11.10.2003 | aktual.: 11.10.2003 13:40
"Jeżeli jest to prawda, to stała się rzecz straszna" - ocenił informacje "Rz" Bronisław Komorowski (PO). "Bo tak na końcu oznaczałoby to tyle, że polityk SLD odpowiedzialny za prace policji, nadzorujący policję, był źródłem przecieku informacji: po pierwsze na rzecz mafii starachowickiej, która miała swoje wtyczki w systemie politycznym. Oprócz tego oznaczałoby to, że naraził na ogromne ryzyko swoich własnych podwładnych, którzy sprawę prowadzili" - podkreślił. "To kwalifikowałoby się do zdrady.

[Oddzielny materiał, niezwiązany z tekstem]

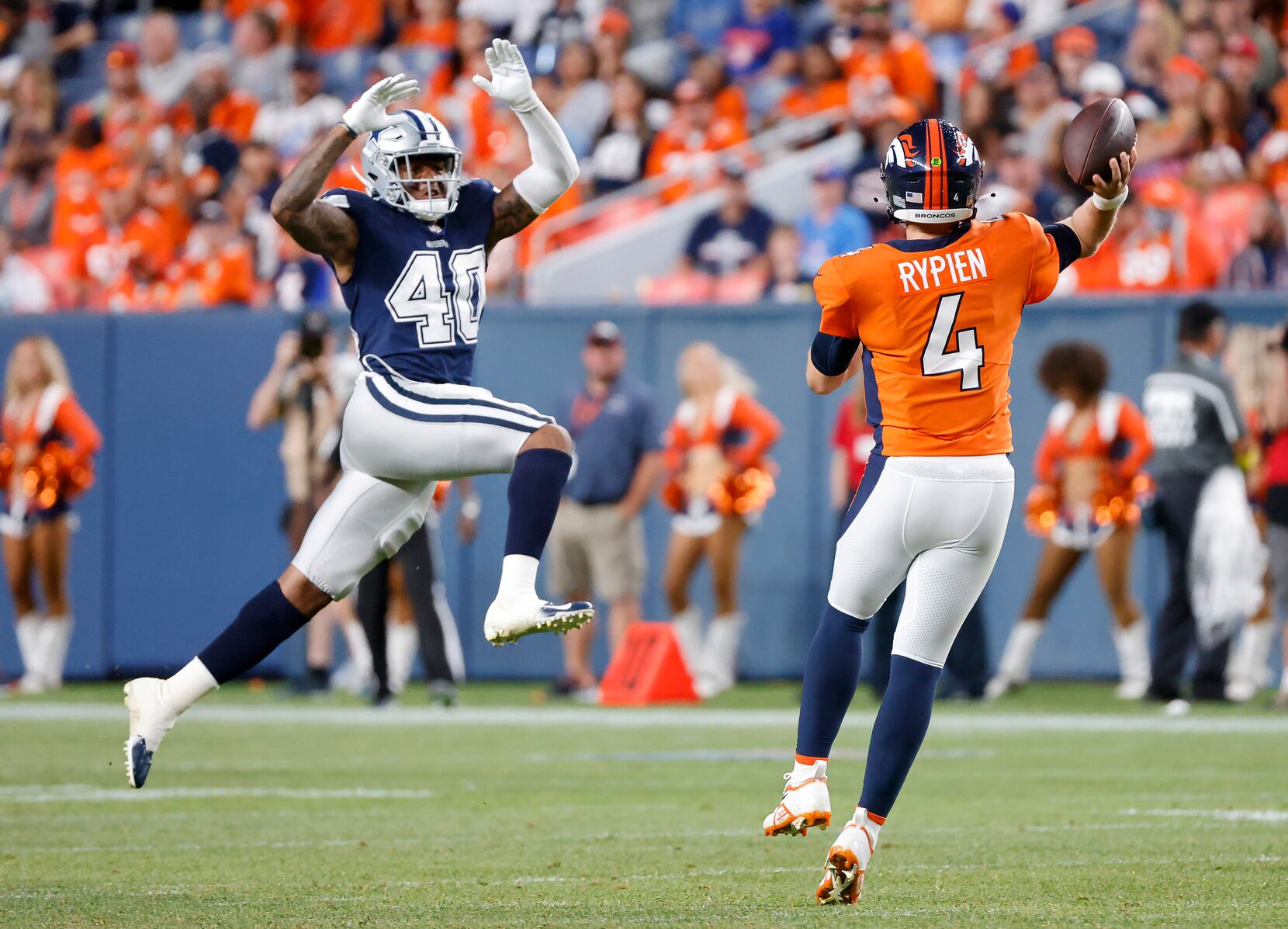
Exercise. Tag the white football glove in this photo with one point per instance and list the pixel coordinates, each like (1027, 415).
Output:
(367, 113)
(511, 80)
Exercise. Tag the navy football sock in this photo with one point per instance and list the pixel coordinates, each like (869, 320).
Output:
(902, 723)
(831, 678)
(536, 486)
(265, 622)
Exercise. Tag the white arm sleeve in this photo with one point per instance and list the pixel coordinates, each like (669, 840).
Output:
(554, 166)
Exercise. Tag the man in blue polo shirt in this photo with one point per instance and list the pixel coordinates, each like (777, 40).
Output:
(598, 540)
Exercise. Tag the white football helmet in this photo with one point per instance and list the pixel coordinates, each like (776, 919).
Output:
(386, 165)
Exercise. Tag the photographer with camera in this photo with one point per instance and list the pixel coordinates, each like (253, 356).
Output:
(306, 390)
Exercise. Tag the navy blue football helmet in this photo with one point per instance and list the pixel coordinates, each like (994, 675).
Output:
(932, 174)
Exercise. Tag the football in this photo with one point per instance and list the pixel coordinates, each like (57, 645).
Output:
(1096, 136)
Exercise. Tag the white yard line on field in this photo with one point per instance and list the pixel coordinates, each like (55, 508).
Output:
(947, 720)
(83, 792)
(1227, 815)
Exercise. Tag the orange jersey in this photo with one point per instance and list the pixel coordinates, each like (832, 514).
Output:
(1118, 433)
(938, 321)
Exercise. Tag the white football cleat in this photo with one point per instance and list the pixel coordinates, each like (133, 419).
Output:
(511, 620)
(150, 720)
(847, 862)
(804, 806)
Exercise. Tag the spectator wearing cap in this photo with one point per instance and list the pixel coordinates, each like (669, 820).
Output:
(124, 109)
(290, 125)
(1073, 49)
(1196, 428)
(732, 237)
(833, 226)
(165, 66)
(1262, 265)
(228, 109)
(759, 40)
(597, 546)
(261, 64)
(618, 154)
(27, 195)
(684, 146)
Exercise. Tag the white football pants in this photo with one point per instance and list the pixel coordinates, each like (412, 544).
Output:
(400, 439)
(937, 522)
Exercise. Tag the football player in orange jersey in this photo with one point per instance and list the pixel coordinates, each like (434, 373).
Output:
(935, 316)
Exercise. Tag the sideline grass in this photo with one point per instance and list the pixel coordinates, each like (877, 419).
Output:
(249, 823)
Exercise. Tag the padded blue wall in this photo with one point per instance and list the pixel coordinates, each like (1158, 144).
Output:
(182, 525)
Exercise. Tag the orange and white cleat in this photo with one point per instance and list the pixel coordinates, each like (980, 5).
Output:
(848, 861)
(804, 806)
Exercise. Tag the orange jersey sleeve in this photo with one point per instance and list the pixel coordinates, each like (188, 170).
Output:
(760, 427)
(71, 421)
(938, 321)
(1134, 431)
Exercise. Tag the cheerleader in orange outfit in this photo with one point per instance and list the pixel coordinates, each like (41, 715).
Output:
(44, 463)
(1089, 470)
(719, 482)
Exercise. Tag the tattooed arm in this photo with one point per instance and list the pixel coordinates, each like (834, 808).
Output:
(322, 228)
(554, 166)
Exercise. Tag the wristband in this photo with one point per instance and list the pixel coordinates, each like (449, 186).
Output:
(1102, 204)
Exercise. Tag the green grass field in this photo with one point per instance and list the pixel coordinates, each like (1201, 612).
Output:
(1058, 807)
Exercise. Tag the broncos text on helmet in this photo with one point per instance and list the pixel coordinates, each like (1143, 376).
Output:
(388, 165)
(932, 173)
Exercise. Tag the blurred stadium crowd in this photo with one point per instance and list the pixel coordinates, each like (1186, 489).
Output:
(142, 147)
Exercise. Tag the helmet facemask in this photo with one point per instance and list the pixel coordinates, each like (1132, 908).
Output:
(414, 166)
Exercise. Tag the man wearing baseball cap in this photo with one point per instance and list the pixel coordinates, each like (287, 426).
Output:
(598, 540)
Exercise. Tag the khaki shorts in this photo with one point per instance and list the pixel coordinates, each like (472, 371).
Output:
(591, 552)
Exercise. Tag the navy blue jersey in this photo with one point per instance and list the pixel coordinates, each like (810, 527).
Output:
(417, 293)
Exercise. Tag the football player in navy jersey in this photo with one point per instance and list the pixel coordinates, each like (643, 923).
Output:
(410, 255)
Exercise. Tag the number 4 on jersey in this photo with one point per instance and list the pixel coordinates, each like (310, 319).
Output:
(969, 357)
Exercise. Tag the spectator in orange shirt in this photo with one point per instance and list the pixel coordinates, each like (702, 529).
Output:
(126, 242)
(876, 50)
(687, 144)
(126, 113)
(27, 195)
(435, 25)
(819, 88)
(230, 113)
(337, 25)
(216, 265)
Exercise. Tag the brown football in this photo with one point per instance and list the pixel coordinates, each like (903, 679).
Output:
(1096, 136)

To jest mniej więcej tak, jakby minister obrony narodowej okazał się szpiegiem" - uważa Komorowski.
"Jeżeli się to potwierdzi w prokuraturze, to się kwalifikuje na jak najdalej idące konsekwencje polityczne, aż do dymisji nie tylko ministra spraw wewnętrznych, ale chyba i premiera" - powiedział Komorowski.
Zdaniem Zbigniewa Wassermanna (PiS) do skandali zaliczyć należy ujawniony fakt, że komendant Kowalczyk z materiałami, z których wynikało, że nastąpił przeciek poszedł w pierwszym rzędzie nie do kogo innego, ale do tego, którego ten materiał mógł obciążać" - powiedział Wassermann.
Zwrócił też uwagę na fakt, że Sobotka, nadzorując policję nie miał kompetencji do nadzorowania czynności operacyjnych policji.
W ocenie Wassermana, nie zakończyło się jeszcze ujawnianie podmiotów zamieszanych w te aferę. "Myślę, że oprócz komendanta Kowalczyka, tam się mogą pojawić jeszcze inne osoby, o których zresztą było niedawno głośno w związku z naruszeniem ustawy antykorupcyjnej". Wyjaśnił, że ma na myśli Józefa Semika i Romana Kurnika.
Szczegółów doniesień "Rz" nie chciał komentować Janusz Wojciechowski (PSL). Wicemarszałek dziwi się jednak, skąd kolejny raz wiadomości, które nie powinny w tej chwili być znane publicznie, stały się znane. "Coś dziwnego dzieje się z tymi śledztwami. Nie do dziennikarzy mam pretensje, ale do tych którzy powinni tego pilnować" - podkreślił.
Sam Sobotka, odnosząc się do informacji "Rz", powtórzył, że Antoni Kowalczyk nie przekazał mu żadnych informacji o planowanej akcji CBŚ w Starachowicach. Natomiast generał Antoni Kowalczyk podkreślił, że nieprawdziwe są stwierdzenia sugerujące jego udział w nielegalnym przekazaniu poufnych informacji, dotyczących tzw. sprawy starachowickiej. Jak dodał, nigdy nie udostępnił poufnych informacji niezgodnie z prawem.